During November we experienced two events that led to a severe degradation of service for our customers. During these time frames our services would have initially begun to slow down, then time out, and in the latter phases of the incident our servers would have begun rejecting new connections.

Date Incident Start-End Duration Reason
Tue Nov 1st 16:54-17:09 15 minutes SI DOS (see below)
Wed Nov 2nd 13:53-13:59 7 minutes SI DOS (see below)

2016-11-01 Incident Description

On Monday 1st November at 17:01 our customer service team began reporting issues with our online applications. This was quickly followed by calls from customers. SysAdmin investigation of infrastructure showed no failures, however a large number of DB connections were open and blocking new connections. Analysis of application logs showed no unusual activity, our servers were processing data requests, however the thread count was maxed out, and we ran out of heap memory in one instance. To unblock the jam we decided to reboot the tomcat processes at 17:09. This immediately restored service. No specific reason for the outage was identified at the time.

2016-11-02 Incident Description

On Tuesday 1st November at 13:57 our customer service team reported similar issues. A quick analysis of the situation showed it was almost identical to the previous day. We immediately restarted tomcat processes but kept one in its ‘locked’ state for analysis. This immediately restored service at 13:59.

Analyis of Outage

We checked our codebase for any code changes in previous release and found nothing that would have caused this. Ditto no changes on the AWS environment or any evidence of suspicious activity. Analysis of the Java Heap showed large amounts of vehicle objects but didn’t pinpoint the cause. Differential Analysis of logs from both incidents showed a common pattern of lookups from a single source. Tracking this back we found the same registration was looked up repeatedly at a rate of five per second. This rate of lookup is normal, however, investigation of the service showed it to be massively resource hungry in terms of DB search time and memory, but only for a particular vehicle. Normally the lookup would have taken about 250ms but for this vehicle it took up to 1.5 seconds as it was loading 15,000 distinct data sets into memory, for every invocation (normally it’s about 500). Many concurrent requests for the same vehicle over a prolonged period of time tied up the HTTP listeners, Database Pools and most critically, heap memory, slowing other customers from accessing the systems until the pools became exhausted and the system was not in a position to accept new connections. Cartell systems worked as expected, and although we began rejecting new requests to allow recovery, it was too late –  the load taken on was abnormal. The massive memory footprint could not be cleared by GC and this prevented the system from recovering.

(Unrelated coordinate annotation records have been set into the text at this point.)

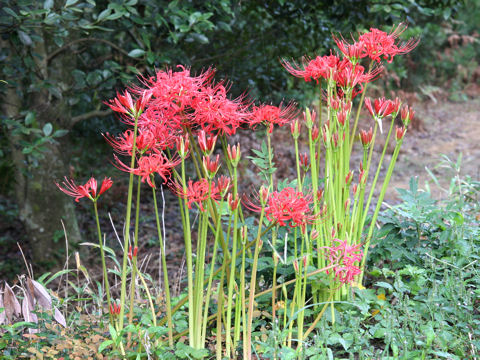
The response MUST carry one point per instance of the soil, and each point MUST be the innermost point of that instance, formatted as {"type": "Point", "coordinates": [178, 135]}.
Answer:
{"type": "Point", "coordinates": [441, 128]}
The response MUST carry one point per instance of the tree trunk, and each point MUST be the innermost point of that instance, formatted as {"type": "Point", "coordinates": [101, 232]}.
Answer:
{"type": "Point", "coordinates": [41, 205]}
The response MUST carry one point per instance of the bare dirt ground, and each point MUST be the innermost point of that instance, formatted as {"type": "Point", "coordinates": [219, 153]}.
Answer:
{"type": "Point", "coordinates": [447, 128]}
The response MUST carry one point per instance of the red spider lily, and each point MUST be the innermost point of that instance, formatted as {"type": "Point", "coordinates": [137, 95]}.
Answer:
{"type": "Point", "coordinates": [352, 51]}
{"type": "Point", "coordinates": [407, 114]}
{"type": "Point", "coordinates": [205, 143]}
{"type": "Point", "coordinates": [295, 127]}
{"type": "Point", "coordinates": [366, 137]}
{"type": "Point", "coordinates": [88, 190]}
{"type": "Point", "coordinates": [234, 154]}
{"type": "Point", "coordinates": [115, 309]}
{"type": "Point", "coordinates": [223, 185]}
{"type": "Point", "coordinates": [177, 88]}
{"type": "Point", "coordinates": [305, 161]}
{"type": "Point", "coordinates": [125, 104]}
{"type": "Point", "coordinates": [197, 192]}
{"type": "Point", "coordinates": [123, 143]}
{"type": "Point", "coordinates": [400, 132]}
{"type": "Point", "coordinates": [345, 256]}
{"type": "Point", "coordinates": [378, 44]}
{"type": "Point", "coordinates": [382, 108]}
{"type": "Point", "coordinates": [211, 166]}
{"type": "Point", "coordinates": [271, 115]}
{"type": "Point", "coordinates": [182, 144]}
{"type": "Point", "coordinates": [341, 117]}
{"type": "Point", "coordinates": [320, 67]}
{"type": "Point", "coordinates": [149, 165]}
{"type": "Point", "coordinates": [213, 111]}
{"type": "Point", "coordinates": [348, 75]}
{"type": "Point", "coordinates": [132, 254]}
{"type": "Point", "coordinates": [289, 207]}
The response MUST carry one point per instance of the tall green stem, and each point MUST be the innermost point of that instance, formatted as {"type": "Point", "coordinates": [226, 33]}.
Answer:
{"type": "Point", "coordinates": [123, 291]}
{"type": "Point", "coordinates": [134, 259]}
{"type": "Point", "coordinates": [102, 254]}
{"type": "Point", "coordinates": [164, 269]}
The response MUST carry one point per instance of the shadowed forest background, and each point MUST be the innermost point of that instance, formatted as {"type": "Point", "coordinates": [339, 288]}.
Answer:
{"type": "Point", "coordinates": [60, 60]}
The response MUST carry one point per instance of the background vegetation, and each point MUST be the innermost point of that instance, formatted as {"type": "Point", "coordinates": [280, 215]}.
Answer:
{"type": "Point", "coordinates": [62, 59]}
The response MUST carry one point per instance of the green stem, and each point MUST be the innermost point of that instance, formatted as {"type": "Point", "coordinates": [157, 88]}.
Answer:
{"type": "Point", "coordinates": [123, 291]}
{"type": "Point", "coordinates": [379, 204]}
{"type": "Point", "coordinates": [102, 254]}
{"type": "Point", "coordinates": [232, 269]}
{"type": "Point", "coordinates": [134, 259]}
{"type": "Point", "coordinates": [253, 283]}
{"type": "Point", "coordinates": [164, 269]}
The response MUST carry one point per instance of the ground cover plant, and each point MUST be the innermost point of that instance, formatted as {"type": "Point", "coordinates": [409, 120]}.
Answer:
{"type": "Point", "coordinates": [276, 273]}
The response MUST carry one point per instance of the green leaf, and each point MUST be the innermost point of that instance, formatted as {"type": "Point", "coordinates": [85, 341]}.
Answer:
{"type": "Point", "coordinates": [136, 53]}
{"type": "Point", "coordinates": [104, 14]}
{"type": "Point", "coordinates": [48, 4]}
{"type": "Point", "coordinates": [70, 3]}
{"type": "Point", "coordinates": [104, 345]}
{"type": "Point", "coordinates": [47, 129]}
{"type": "Point", "coordinates": [24, 38]}
{"type": "Point", "coordinates": [29, 118]}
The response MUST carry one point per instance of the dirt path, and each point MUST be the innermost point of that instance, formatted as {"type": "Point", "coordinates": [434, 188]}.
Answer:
{"type": "Point", "coordinates": [450, 129]}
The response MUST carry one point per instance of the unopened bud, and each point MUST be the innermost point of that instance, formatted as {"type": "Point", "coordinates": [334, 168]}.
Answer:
{"type": "Point", "coordinates": [295, 128]}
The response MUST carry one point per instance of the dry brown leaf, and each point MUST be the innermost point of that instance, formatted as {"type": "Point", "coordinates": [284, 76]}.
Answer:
{"type": "Point", "coordinates": [59, 317]}
{"type": "Point", "coordinates": [29, 316]}
{"type": "Point", "coordinates": [41, 294]}
{"type": "Point", "coordinates": [30, 294]}
{"type": "Point", "coordinates": [10, 303]}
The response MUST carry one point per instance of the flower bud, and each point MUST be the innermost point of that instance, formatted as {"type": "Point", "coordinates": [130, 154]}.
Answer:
{"type": "Point", "coordinates": [295, 128]}
{"type": "Point", "coordinates": [400, 132]}
{"type": "Point", "coordinates": [234, 154]}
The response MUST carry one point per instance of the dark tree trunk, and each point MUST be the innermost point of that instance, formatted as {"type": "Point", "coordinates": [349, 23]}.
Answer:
{"type": "Point", "coordinates": [41, 205]}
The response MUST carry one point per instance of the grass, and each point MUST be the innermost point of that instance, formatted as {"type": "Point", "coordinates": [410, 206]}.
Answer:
{"type": "Point", "coordinates": [421, 298]}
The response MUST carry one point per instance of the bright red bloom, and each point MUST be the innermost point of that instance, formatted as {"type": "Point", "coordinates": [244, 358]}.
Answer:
{"type": "Point", "coordinates": [149, 165]}
{"type": "Point", "coordinates": [213, 111]}
{"type": "Point", "coordinates": [320, 67]}
{"type": "Point", "coordinates": [345, 256]}
{"type": "Point", "coordinates": [211, 166]}
{"type": "Point", "coordinates": [352, 51]}
{"type": "Point", "coordinates": [378, 44]}
{"type": "Point", "coordinates": [272, 115]}
{"type": "Point", "coordinates": [206, 143]}
{"type": "Point", "coordinates": [400, 132]}
{"type": "Point", "coordinates": [88, 190]}
{"type": "Point", "coordinates": [382, 108]}
{"type": "Point", "coordinates": [348, 75]}
{"type": "Point", "coordinates": [289, 207]}
{"type": "Point", "coordinates": [366, 137]}
{"type": "Point", "coordinates": [126, 105]}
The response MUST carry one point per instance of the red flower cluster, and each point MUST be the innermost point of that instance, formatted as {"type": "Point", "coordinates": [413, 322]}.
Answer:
{"type": "Point", "coordinates": [346, 72]}
{"type": "Point", "coordinates": [200, 191]}
{"type": "Point", "coordinates": [88, 190]}
{"type": "Point", "coordinates": [377, 44]}
{"type": "Point", "coordinates": [291, 207]}
{"type": "Point", "coordinates": [345, 256]}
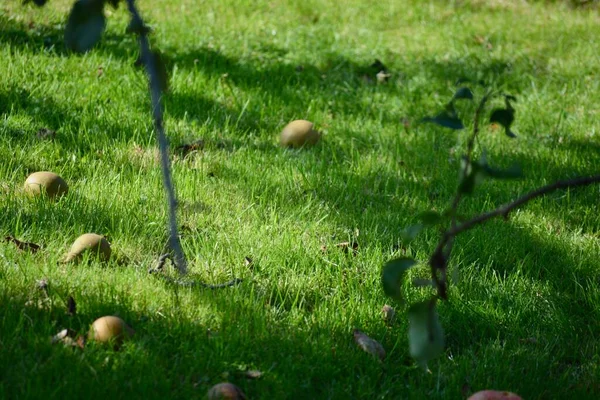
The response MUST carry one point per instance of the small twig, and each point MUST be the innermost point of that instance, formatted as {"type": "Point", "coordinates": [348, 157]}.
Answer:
{"type": "Point", "coordinates": [161, 263]}
{"type": "Point", "coordinates": [439, 259]}
{"type": "Point", "coordinates": [157, 111]}
{"type": "Point", "coordinates": [507, 208]}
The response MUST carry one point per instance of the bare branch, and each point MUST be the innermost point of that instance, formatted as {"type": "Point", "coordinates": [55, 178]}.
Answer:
{"type": "Point", "coordinates": [439, 259]}
{"type": "Point", "coordinates": [152, 69]}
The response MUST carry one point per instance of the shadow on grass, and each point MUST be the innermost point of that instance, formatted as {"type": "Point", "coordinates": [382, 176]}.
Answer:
{"type": "Point", "coordinates": [173, 356]}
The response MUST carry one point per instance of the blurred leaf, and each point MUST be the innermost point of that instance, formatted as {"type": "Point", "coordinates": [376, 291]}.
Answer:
{"type": "Point", "coordinates": [85, 25]}
{"type": "Point", "coordinates": [430, 217]}
{"type": "Point", "coordinates": [24, 246]}
{"type": "Point", "coordinates": [419, 282]}
{"type": "Point", "coordinates": [471, 176]}
{"type": "Point", "coordinates": [369, 345]}
{"type": "Point", "coordinates": [463, 93]}
{"type": "Point", "coordinates": [504, 117]}
{"type": "Point", "coordinates": [37, 2]}
{"type": "Point", "coordinates": [71, 306]}
{"type": "Point", "coordinates": [445, 119]}
{"type": "Point", "coordinates": [161, 71]}
{"type": "Point", "coordinates": [410, 232]}
{"type": "Point", "coordinates": [425, 333]}
{"type": "Point", "coordinates": [393, 272]}
{"type": "Point", "coordinates": [137, 27]}
{"type": "Point", "coordinates": [512, 172]}
{"type": "Point", "coordinates": [388, 313]}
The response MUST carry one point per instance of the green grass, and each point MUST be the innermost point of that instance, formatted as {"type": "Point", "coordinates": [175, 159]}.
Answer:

Self Infilicted Denial of Service (SI DOS)

Tracing the source of the requests ended at one of our own workstations. One of our developers was stress testing a new product in a test environment to see how it would handle timeouts and retries. In order to get a successful volume of timeouts he picked the slowest service, using a vehicle with a slow response time, set a very short timeout and hit it at a rate of 300 per minute. As it turns out the test system was connected to a live data feed in the back end. The developer was testing on both occasions. A perfect case of Self Inflicted Denial of Service.

Preventative Action

A series of unusual events led to this situation; in any case we will learn from it and avoid it occurring in future. Recommendations are:

  • Educating Developers to check the affect their performance tests may have on third party systems;
  • Applying rate throttling per IP address on the network level as a short term fix;
  • Rate limiting services on a per customer basis – probably limiting each customer to no more than 5 concurrent connections;
  • We are investigating the abnormal memory footprint for this vehicle and will be updating code to limit resources consumed for certain processes. This will facilitate the natural rate limiting of services based upon available capacity.

We apologise for any inconvenience that this outage may have caused to our customers.